A few minutes before 7 pm, people started gathering on the street in groups of two or three. Then, as soon as we could see the procession approaching, the lights went off in the bar out of respect, and everyone came into the street.
The procession started at the church after mass, came down the hill, and then went down the main street, all at a solemn pace. The sidewalk spectators removed their hats, stopped their conversations, put out their cigarettes and generally ensured that there weren’t any beer glasses or wine glasses on the outdoor tables. As the parade passed, the spectators crossed themselves.
As far as the parade, the first person carried a wooden cross that had a white cloth stole wrapped around it. This person was accompanied by young boys. Then there were about 50-60 citizens following. Then a silver-plated cross on a large pole which is a sacred object from the church treasury. Then 50 citizens. Then a very large cross with a statue of Jesus hanging on the cross. Then the priest, Then 50 citizens. Then a large statue of Mary carried on a platform by four men, with Mary having a silver crown and a blue fabric cloak. Then 50 citizens. Then a small bed carried by four girls. Then 30 citizens.
During the procession, the citizens and leaders sang songs and recited the Hail Mary phrases in Italian. I was able to recognize a lot of it because it was recited slowly and the words were familiar, even to a Presbyterian.
The procession then went around a corner, and everyone either went back into their houses or went back into the bar (because it was cold outside). I wondered why so many elderly people hadn’t gone to mass, but then I realized that the elderly have trouble walking, the church is up the hill, and the procession lasted for one hour.
While the procession went to the other end of the village, had a ceremony, and then turned back to head up to the church, the rest of us finished our little apperitivo inside the bar where it was a little warmer and we ate some snacks. We all knew, however, that the procession would pass by again.
When the procession arrived at the outskirts of the village out of our view, the Jesus was removed from the cross and placed onto the bed carried by the little girls. We knew that the procession would come back through the main piazza where the bar was located, the people would stop to do some singing, and then walk back to the church in stages. And we knew that there needed to be respect for the ceremony.
So the older men went back onto the sidewalk at a certain point to keep watch for the procession. At one point, one watch-guy opened the door to the bar and said, “It’s coming!” The bar owner switched off the lights and everyone abandoned our drinks and prepared to go outside to see the return of the procession. And then the bar cat Tigre slipped in. Tigre was the “it” that was coming – for dinner – not the procession. We all had a good laugh. But we were all still attentive to paying respect to the procession.
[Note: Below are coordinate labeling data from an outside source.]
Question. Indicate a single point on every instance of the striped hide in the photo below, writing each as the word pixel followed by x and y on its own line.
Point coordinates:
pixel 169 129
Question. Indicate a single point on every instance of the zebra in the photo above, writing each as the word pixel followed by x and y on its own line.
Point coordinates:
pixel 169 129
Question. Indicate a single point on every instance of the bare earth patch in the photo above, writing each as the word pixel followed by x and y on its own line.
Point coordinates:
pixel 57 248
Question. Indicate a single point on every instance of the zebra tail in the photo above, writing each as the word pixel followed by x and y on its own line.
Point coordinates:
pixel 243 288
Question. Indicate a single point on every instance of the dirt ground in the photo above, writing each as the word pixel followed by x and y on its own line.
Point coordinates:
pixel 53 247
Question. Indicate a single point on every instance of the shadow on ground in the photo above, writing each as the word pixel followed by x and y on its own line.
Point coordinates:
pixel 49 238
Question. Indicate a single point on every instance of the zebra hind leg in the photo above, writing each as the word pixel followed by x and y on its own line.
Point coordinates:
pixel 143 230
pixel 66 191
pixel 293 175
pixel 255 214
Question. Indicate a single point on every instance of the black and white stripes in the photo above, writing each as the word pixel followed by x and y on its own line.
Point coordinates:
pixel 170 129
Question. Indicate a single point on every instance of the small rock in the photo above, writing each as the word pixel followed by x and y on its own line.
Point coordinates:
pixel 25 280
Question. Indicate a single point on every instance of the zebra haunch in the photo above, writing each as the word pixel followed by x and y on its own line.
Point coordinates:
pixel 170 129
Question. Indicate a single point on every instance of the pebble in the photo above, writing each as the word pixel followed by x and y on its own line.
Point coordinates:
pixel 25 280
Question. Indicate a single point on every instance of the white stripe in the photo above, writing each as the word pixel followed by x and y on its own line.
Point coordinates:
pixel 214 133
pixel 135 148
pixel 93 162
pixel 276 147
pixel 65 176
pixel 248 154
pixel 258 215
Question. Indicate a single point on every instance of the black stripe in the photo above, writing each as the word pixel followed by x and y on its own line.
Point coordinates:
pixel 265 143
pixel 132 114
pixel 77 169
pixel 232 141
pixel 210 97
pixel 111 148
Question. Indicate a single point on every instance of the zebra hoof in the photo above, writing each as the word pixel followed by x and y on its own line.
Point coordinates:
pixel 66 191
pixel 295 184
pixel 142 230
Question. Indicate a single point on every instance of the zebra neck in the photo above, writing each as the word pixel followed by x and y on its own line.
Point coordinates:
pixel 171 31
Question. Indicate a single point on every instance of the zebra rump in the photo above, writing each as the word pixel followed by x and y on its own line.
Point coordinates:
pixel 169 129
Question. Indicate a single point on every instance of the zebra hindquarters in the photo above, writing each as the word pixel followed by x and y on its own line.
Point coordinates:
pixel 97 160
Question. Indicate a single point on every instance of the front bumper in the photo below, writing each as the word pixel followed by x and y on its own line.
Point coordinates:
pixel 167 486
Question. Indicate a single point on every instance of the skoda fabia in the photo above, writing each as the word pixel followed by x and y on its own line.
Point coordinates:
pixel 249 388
Shortly thereafter, the procession returned. The group was singing a solemn song and Jesus was lying on the bed in a re-enactment of his death story. On this return of the procession, little girls (instead of the boys) were at the head of the parade with the leader of the procession. I expected to observe the end of the procession as a dispassionate observer, but I got teary-eyed watching everyone go past. There was the sound of the song with so much emotion, the traditional ritual of the procession, and the dedication of the local citizens, even the dedication of those who weren’t participating in the parade.
Certo, I didn’t take any photos. That would have been a very high level of disrespect. But I did take mental and emotional photos that I will remember for the rest of my life.
I saw a woman documenting the procession with a camera and a man documenting with a videocamera, so I will do some research over the next few days to see if I can find links for posting.
In the meantime, we are soaking up the culture, food, history, and traditions here.